The first is to notice that what you are doing is anding each row with the data column vector. That is taking the second row as an example:
( 1 0 1 1 )And (1 0 1 1) = (1 0 1 1)
and then you add up the bits in the result:
Adding up the bits in the result can also be interpreted as the parity function because the result is zero if there are an even number of ones and one if there are an odd number of ones. Notice also that this involves m Ands and m parity determinations.
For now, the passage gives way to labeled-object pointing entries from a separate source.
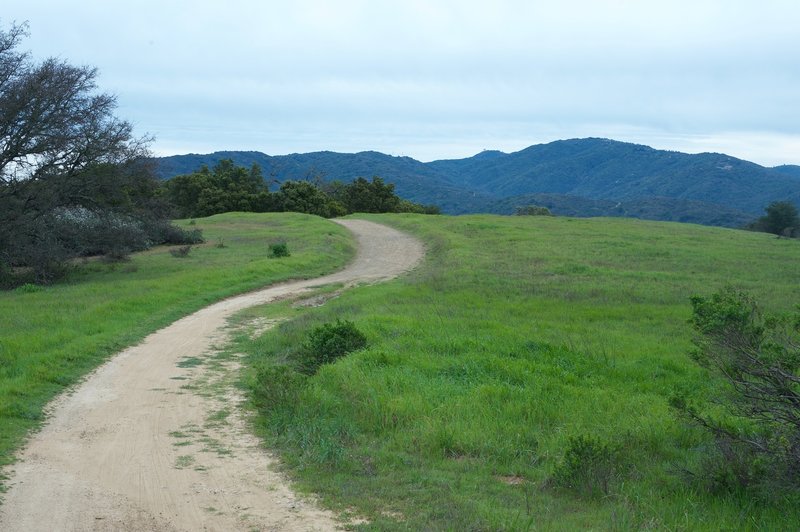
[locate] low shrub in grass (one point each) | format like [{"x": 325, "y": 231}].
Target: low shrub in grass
[
  {"x": 329, "y": 342},
  {"x": 589, "y": 467},
  {"x": 278, "y": 249},
  {"x": 755, "y": 420},
  {"x": 180, "y": 252}
]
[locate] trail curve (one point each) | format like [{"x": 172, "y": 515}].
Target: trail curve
[{"x": 134, "y": 448}]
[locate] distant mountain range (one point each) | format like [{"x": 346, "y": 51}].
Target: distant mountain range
[{"x": 579, "y": 177}]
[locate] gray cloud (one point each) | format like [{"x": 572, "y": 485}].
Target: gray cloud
[{"x": 440, "y": 79}]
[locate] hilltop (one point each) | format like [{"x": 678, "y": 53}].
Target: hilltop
[{"x": 577, "y": 177}]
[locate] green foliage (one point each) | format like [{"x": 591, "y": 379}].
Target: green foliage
[
  {"x": 278, "y": 250},
  {"x": 579, "y": 177},
  {"x": 277, "y": 388},
  {"x": 515, "y": 336},
  {"x": 533, "y": 210},
  {"x": 50, "y": 337},
  {"x": 758, "y": 357},
  {"x": 74, "y": 181},
  {"x": 781, "y": 219},
  {"x": 226, "y": 188},
  {"x": 232, "y": 188},
  {"x": 180, "y": 252},
  {"x": 328, "y": 343},
  {"x": 302, "y": 196},
  {"x": 589, "y": 467}
]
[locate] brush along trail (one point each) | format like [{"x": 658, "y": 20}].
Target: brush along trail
[{"x": 155, "y": 440}]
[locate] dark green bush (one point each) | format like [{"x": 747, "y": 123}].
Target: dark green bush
[
  {"x": 588, "y": 467},
  {"x": 329, "y": 342},
  {"x": 278, "y": 249},
  {"x": 755, "y": 417},
  {"x": 180, "y": 252}
]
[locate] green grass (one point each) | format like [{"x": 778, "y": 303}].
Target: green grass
[
  {"x": 516, "y": 336},
  {"x": 50, "y": 337}
]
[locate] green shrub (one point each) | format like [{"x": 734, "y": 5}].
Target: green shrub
[
  {"x": 756, "y": 420},
  {"x": 278, "y": 249},
  {"x": 28, "y": 288},
  {"x": 180, "y": 252},
  {"x": 533, "y": 210},
  {"x": 329, "y": 342},
  {"x": 588, "y": 467}
]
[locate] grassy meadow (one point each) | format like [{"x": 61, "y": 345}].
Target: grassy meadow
[
  {"x": 51, "y": 336},
  {"x": 487, "y": 366}
]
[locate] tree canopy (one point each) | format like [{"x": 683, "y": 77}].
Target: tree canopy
[
  {"x": 228, "y": 187},
  {"x": 781, "y": 219},
  {"x": 73, "y": 178}
]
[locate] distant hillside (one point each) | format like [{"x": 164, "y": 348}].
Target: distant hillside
[
  {"x": 579, "y": 177},
  {"x": 607, "y": 169},
  {"x": 789, "y": 169},
  {"x": 663, "y": 209},
  {"x": 414, "y": 181}
]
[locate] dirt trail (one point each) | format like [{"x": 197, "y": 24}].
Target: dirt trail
[{"x": 135, "y": 448}]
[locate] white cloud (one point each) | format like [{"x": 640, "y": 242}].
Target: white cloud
[{"x": 439, "y": 79}]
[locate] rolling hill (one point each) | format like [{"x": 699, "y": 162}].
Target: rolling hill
[{"x": 578, "y": 177}]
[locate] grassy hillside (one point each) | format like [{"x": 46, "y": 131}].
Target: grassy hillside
[
  {"x": 50, "y": 337},
  {"x": 663, "y": 209},
  {"x": 515, "y": 337}
]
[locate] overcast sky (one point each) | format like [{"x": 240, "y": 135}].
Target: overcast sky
[{"x": 438, "y": 79}]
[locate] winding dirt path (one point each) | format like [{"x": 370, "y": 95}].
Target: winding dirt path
[{"x": 153, "y": 439}]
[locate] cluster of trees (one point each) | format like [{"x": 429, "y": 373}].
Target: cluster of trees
[
  {"x": 73, "y": 179},
  {"x": 781, "y": 219},
  {"x": 755, "y": 417},
  {"x": 228, "y": 187}
]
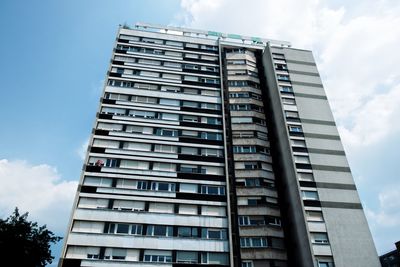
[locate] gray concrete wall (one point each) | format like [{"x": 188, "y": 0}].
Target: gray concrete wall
[{"x": 347, "y": 227}]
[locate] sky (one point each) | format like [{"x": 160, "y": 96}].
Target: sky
[{"x": 55, "y": 54}]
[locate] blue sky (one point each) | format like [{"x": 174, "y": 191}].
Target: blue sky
[{"x": 54, "y": 57}]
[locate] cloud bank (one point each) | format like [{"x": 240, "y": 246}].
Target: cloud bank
[
  {"x": 354, "y": 44},
  {"x": 37, "y": 189}
]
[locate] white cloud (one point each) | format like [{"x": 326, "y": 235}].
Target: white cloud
[
  {"x": 354, "y": 46},
  {"x": 388, "y": 213},
  {"x": 37, "y": 189},
  {"x": 384, "y": 220}
]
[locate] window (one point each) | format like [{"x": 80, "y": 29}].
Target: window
[
  {"x": 211, "y": 136},
  {"x": 214, "y": 258},
  {"x": 159, "y": 230},
  {"x": 170, "y": 116},
  {"x": 291, "y": 114},
  {"x": 309, "y": 195},
  {"x": 171, "y": 76},
  {"x": 190, "y": 133},
  {"x": 149, "y": 74},
  {"x": 305, "y": 176},
  {"x": 247, "y": 264},
  {"x": 214, "y": 121},
  {"x": 283, "y": 77},
  {"x": 191, "y": 78},
  {"x": 171, "y": 89},
  {"x": 191, "y": 67},
  {"x": 167, "y": 132},
  {"x": 152, "y": 41},
  {"x": 319, "y": 238},
  {"x": 251, "y": 165},
  {"x": 111, "y": 163},
  {"x": 252, "y": 201},
  {"x": 187, "y": 232},
  {"x": 173, "y": 43},
  {"x": 113, "y": 111},
  {"x": 188, "y": 168},
  {"x": 210, "y": 106},
  {"x": 141, "y": 185},
  {"x": 142, "y": 114},
  {"x": 151, "y": 256},
  {"x": 109, "y": 126},
  {"x": 241, "y": 119},
  {"x": 286, "y": 89},
  {"x": 244, "y": 220},
  {"x": 296, "y": 129},
  {"x": 159, "y": 186},
  {"x": 211, "y": 152},
  {"x": 288, "y": 101},
  {"x": 187, "y": 257},
  {"x": 190, "y": 118},
  {"x": 192, "y": 56},
  {"x": 165, "y": 148},
  {"x": 144, "y": 99},
  {"x": 115, "y": 254},
  {"x": 298, "y": 143},
  {"x": 213, "y": 233},
  {"x": 190, "y": 104},
  {"x": 149, "y": 62},
  {"x": 172, "y": 65},
  {"x": 132, "y": 164},
  {"x": 325, "y": 263},
  {"x": 120, "y": 228},
  {"x": 173, "y": 54},
  {"x": 244, "y": 149},
  {"x": 302, "y": 159},
  {"x": 146, "y": 86},
  {"x": 192, "y": 45},
  {"x": 168, "y": 167},
  {"x": 105, "y": 143},
  {"x": 191, "y": 91},
  {"x": 314, "y": 216},
  {"x": 189, "y": 150},
  {"x": 169, "y": 102},
  {"x": 209, "y": 80},
  {"x": 212, "y": 190},
  {"x": 252, "y": 182},
  {"x": 274, "y": 221},
  {"x": 137, "y": 146},
  {"x": 253, "y": 242}
]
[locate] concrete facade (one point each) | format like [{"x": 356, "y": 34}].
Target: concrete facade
[{"x": 210, "y": 149}]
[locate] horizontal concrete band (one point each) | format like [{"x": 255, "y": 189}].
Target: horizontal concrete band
[
  {"x": 341, "y": 205},
  {"x": 331, "y": 123},
  {"x": 322, "y": 136},
  {"x": 304, "y": 73},
  {"x": 326, "y": 151},
  {"x": 310, "y": 95},
  {"x": 301, "y": 62},
  {"x": 330, "y": 168},
  {"x": 319, "y": 85},
  {"x": 336, "y": 186}
]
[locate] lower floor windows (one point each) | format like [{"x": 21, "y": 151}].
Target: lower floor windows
[
  {"x": 247, "y": 264},
  {"x": 159, "y": 230},
  {"x": 319, "y": 238},
  {"x": 256, "y": 242},
  {"x": 157, "y": 258}
]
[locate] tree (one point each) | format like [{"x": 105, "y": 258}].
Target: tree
[{"x": 24, "y": 243}]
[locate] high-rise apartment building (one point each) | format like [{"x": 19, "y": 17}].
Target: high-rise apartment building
[{"x": 215, "y": 149}]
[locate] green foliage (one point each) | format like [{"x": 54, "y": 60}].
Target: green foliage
[{"x": 24, "y": 243}]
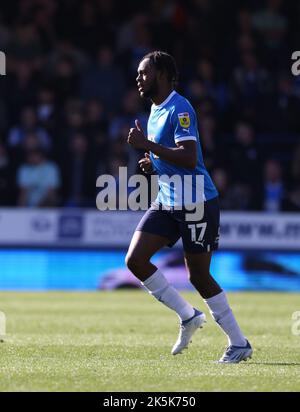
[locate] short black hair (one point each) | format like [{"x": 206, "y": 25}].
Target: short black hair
[{"x": 164, "y": 62}]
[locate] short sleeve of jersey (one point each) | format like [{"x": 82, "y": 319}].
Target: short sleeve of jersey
[{"x": 184, "y": 123}]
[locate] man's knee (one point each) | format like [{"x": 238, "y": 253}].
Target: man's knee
[
  {"x": 199, "y": 277},
  {"x": 134, "y": 262}
]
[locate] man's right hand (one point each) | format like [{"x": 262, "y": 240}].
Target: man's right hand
[{"x": 146, "y": 164}]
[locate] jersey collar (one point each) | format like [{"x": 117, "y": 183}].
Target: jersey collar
[{"x": 165, "y": 101}]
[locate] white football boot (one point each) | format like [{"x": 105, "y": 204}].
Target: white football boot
[
  {"x": 187, "y": 329},
  {"x": 235, "y": 354}
]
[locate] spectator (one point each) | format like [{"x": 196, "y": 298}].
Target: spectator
[
  {"x": 79, "y": 174},
  {"x": 28, "y": 124},
  {"x": 38, "y": 180},
  {"x": 273, "y": 186},
  {"x": 104, "y": 81},
  {"x": 7, "y": 178}
]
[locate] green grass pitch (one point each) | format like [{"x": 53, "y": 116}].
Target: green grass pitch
[{"x": 121, "y": 341}]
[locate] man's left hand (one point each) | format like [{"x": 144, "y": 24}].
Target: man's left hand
[{"x": 136, "y": 137}]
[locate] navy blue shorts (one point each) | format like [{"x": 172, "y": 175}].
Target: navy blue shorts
[{"x": 197, "y": 237}]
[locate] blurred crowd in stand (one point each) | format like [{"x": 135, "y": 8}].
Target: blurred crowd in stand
[{"x": 69, "y": 96}]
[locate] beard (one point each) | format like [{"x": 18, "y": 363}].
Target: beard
[{"x": 151, "y": 91}]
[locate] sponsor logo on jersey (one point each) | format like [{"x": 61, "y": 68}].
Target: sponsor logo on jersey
[{"x": 184, "y": 119}]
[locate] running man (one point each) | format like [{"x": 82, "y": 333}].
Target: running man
[{"x": 173, "y": 148}]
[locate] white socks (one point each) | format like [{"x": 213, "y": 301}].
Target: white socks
[
  {"x": 158, "y": 286},
  {"x": 222, "y": 314}
]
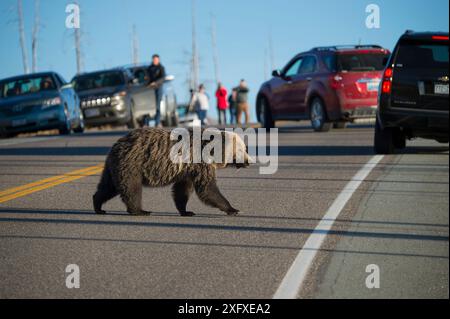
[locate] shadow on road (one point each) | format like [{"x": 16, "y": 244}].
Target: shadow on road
[
  {"x": 56, "y": 151},
  {"x": 284, "y": 230},
  {"x": 63, "y": 212},
  {"x": 209, "y": 244}
]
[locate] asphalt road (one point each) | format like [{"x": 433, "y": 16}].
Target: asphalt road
[{"x": 396, "y": 219}]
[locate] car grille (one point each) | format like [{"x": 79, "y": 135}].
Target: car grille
[{"x": 96, "y": 102}]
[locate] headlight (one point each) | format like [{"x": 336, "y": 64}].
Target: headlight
[
  {"x": 121, "y": 94},
  {"x": 51, "y": 102}
]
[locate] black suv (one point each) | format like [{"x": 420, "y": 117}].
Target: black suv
[{"x": 413, "y": 99}]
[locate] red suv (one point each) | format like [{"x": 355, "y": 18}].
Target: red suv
[{"x": 328, "y": 85}]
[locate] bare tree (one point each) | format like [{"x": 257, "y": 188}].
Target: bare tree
[
  {"x": 135, "y": 46},
  {"x": 195, "y": 63},
  {"x": 271, "y": 51},
  {"x": 22, "y": 37},
  {"x": 35, "y": 36},
  {"x": 215, "y": 50}
]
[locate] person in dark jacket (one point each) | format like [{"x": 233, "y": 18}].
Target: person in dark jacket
[
  {"x": 232, "y": 106},
  {"x": 156, "y": 77},
  {"x": 242, "y": 103}
]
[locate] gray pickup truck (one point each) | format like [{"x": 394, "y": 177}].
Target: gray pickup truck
[
  {"x": 145, "y": 96},
  {"x": 117, "y": 97}
]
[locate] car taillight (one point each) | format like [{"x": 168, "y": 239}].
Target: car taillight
[
  {"x": 440, "y": 37},
  {"x": 335, "y": 82},
  {"x": 386, "y": 87}
]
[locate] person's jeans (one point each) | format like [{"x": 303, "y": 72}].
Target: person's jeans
[
  {"x": 202, "y": 116},
  {"x": 222, "y": 116},
  {"x": 232, "y": 111}
]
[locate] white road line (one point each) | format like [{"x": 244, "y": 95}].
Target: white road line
[{"x": 294, "y": 278}]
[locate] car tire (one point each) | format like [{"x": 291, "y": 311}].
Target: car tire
[
  {"x": 399, "y": 139},
  {"x": 339, "y": 125},
  {"x": 318, "y": 116},
  {"x": 132, "y": 123},
  {"x": 384, "y": 139},
  {"x": 81, "y": 126},
  {"x": 265, "y": 114},
  {"x": 67, "y": 128}
]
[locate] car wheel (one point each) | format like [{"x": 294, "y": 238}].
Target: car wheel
[
  {"x": 81, "y": 126},
  {"x": 67, "y": 126},
  {"x": 384, "y": 139},
  {"x": 399, "y": 139},
  {"x": 132, "y": 123},
  {"x": 339, "y": 125},
  {"x": 318, "y": 116},
  {"x": 265, "y": 114}
]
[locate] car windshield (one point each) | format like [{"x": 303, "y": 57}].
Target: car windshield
[
  {"x": 360, "y": 62},
  {"x": 139, "y": 74},
  {"x": 423, "y": 55},
  {"x": 27, "y": 85},
  {"x": 98, "y": 80}
]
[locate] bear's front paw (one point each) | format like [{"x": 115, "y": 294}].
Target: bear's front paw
[{"x": 140, "y": 213}]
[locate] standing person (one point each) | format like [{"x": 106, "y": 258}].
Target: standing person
[
  {"x": 200, "y": 103},
  {"x": 242, "y": 102},
  {"x": 222, "y": 104},
  {"x": 232, "y": 105},
  {"x": 156, "y": 77}
]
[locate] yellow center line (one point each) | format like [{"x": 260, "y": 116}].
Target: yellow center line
[{"x": 46, "y": 183}]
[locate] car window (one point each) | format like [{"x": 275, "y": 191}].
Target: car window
[
  {"x": 308, "y": 65},
  {"x": 294, "y": 68},
  {"x": 99, "y": 80},
  {"x": 330, "y": 62},
  {"x": 360, "y": 62},
  {"x": 423, "y": 55},
  {"x": 24, "y": 86}
]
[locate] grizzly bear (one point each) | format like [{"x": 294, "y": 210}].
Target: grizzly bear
[{"x": 142, "y": 158}]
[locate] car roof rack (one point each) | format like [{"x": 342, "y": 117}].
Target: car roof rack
[{"x": 348, "y": 47}]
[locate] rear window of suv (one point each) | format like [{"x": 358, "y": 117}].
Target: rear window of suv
[
  {"x": 423, "y": 55},
  {"x": 359, "y": 62},
  {"x": 98, "y": 80}
]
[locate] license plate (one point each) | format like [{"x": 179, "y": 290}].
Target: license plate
[
  {"x": 373, "y": 86},
  {"x": 19, "y": 122},
  {"x": 91, "y": 112},
  {"x": 441, "y": 89}
]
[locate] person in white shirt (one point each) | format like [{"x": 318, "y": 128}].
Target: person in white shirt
[{"x": 200, "y": 103}]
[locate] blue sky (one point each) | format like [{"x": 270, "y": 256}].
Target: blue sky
[{"x": 243, "y": 27}]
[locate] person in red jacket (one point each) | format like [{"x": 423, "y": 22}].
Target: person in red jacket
[{"x": 222, "y": 103}]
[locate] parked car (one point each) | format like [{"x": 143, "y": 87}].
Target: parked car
[
  {"x": 413, "y": 99},
  {"x": 187, "y": 118},
  {"x": 327, "y": 85},
  {"x": 145, "y": 102},
  {"x": 107, "y": 97},
  {"x": 40, "y": 101}
]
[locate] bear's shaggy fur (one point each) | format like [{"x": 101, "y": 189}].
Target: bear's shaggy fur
[{"x": 142, "y": 158}]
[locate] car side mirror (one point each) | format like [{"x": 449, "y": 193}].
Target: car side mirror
[
  {"x": 67, "y": 86},
  {"x": 276, "y": 73}
]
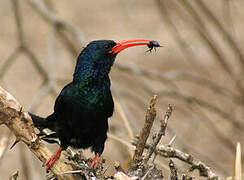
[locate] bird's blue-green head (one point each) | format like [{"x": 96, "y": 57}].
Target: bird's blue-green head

The second way of looking at the arithmetic is to notice that the multiplication picks out the columns of M corresponding to where the data has a one and then does a bitwise addition or exclusive or. For example:
( 0 1 0 0 )(1) (0)
Mx= ( 1 0 1 1 )(0) = (1)
( 1 1 0 1 )(1) (0)
picks out the first, third and fourth columns of M and adds or exclusive ors them together:
( 0 + 0 + 0 ) (0)
( 1 + 1 + 1 ) = (1)
( 1 + 0 + 1 ) (0)
Notice that this might involve as many as m columns and probably m iterations to form the result. As m>n the first method is worth looking at more closely.
There may be other ways to interpret the arithmetic as logical operations but these two are the most useful. Which is best depends on the hardware available. For example, if the machine you are working with has a fast way to determine the parity of a word then the first method should work well.